Tamirat Tola of Ethiopia set a course record to win the New York City Marathon guys’s race on Sunday while Hellen Obiri of Kenya retreated in the last 400 meters to take the ladies’s title.
Tola ended up in 2hr 4min 58sec, topping the 2:05:06 set by Geoffrey Mutai in 2011. Tola retreated from his compatriot Jemal Yimer when the set were heading towards the Bronx at mile 20. By the time he headed back into Manhattan a mile later on he was up by 19sec and chasing after Mutai’s mark.
While the males’s race was successfully chosen before the last couple of miles, the ladies’s race boiled down to the stretch. Obiri, Letesenbet Gidey of Ethiopia and the protecting champ, Sharon Lokedi, took turns in the lead. Obiri, the Boston Marathon winner in April, made a relocation as the trio headed back into Central Park for the last half-mile and completed in 2:27:23. Gidey completed second, 6 seconds behind.
This was an outstanding females’s field that was anticipated to possibly remove the course record of 2:22:31 set by Margaret Okayo in 2003. Unlike in 2015 when the weather condition was unseasonably warm, Sunday’s race was much cooler– perfect conditions for record-breaking times.
Rather the ladies had a tactical race with 11 runners, consisting of Americans Kellyn Taylor and Molly Huddle, in the lead pack for the very first 20 miles. Taylor and Huddle both led the group at points before falling back and completing in 8th and ninth.
When the lead group returned into Manhattan for the last couple of miles, Obiri, Gidey and Lokedi pressed the rate. As the trio went into Central Park they even more distanced themselves from Kenya’s Brigid Kosgei, who completed 4th.

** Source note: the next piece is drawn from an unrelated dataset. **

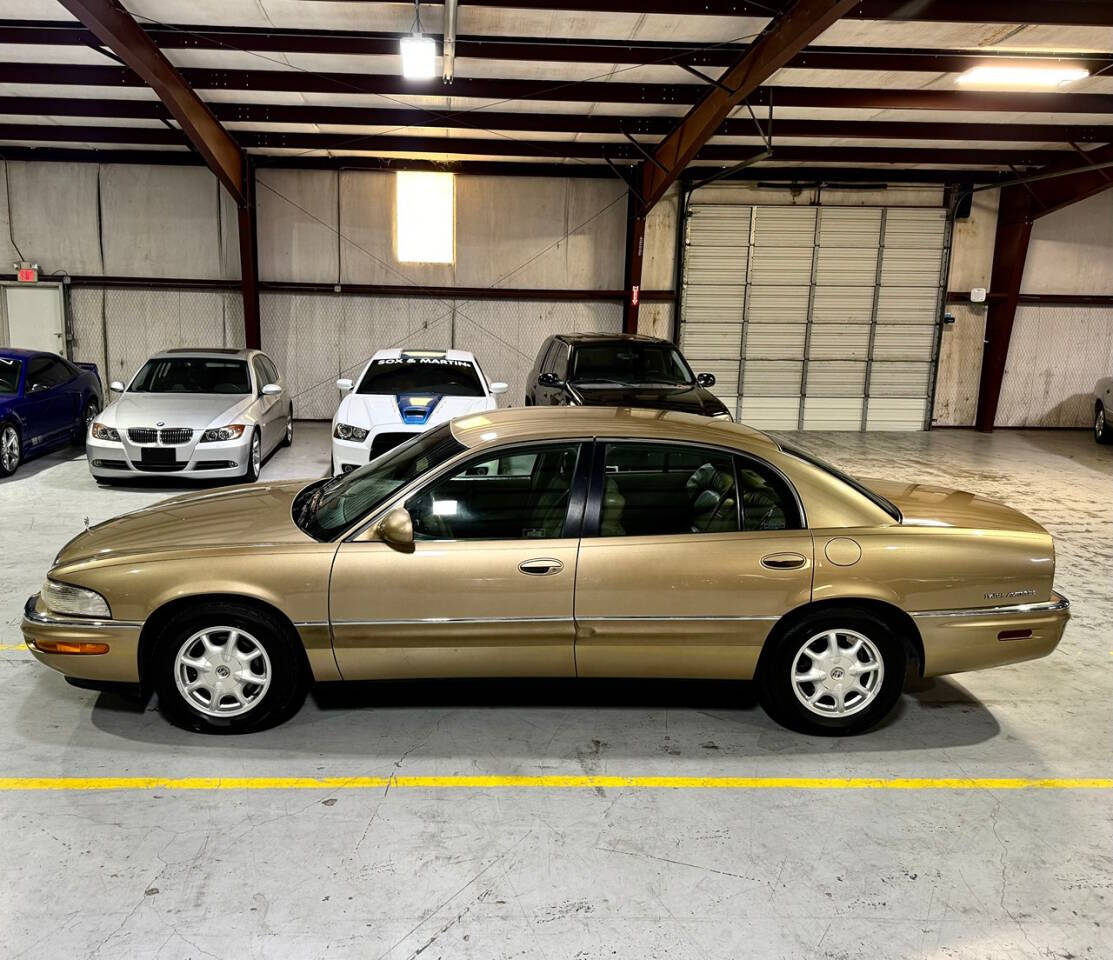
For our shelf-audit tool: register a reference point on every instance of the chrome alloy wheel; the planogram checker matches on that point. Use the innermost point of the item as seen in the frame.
(9, 448)
(222, 671)
(837, 673)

Switzerland controlled the wheelchair races, with Marcel Hug and Catherine Debrunner winning the males’s and ladies’s occasions respectively. Debrunner set a course record of 1:39:32, making herself a $50,000 benefit on her New York City Marathon launching. Hug won the title for a record 6th time.
“I understood it was the hardest marathon and it was my very first time,” Debrunner informed ESPN. “I left much earlier than anticipated and I did the entire race by myself. It implies the world to me. I won the entire marathon series which’s so outrageous. It’s been a fairy tale season.”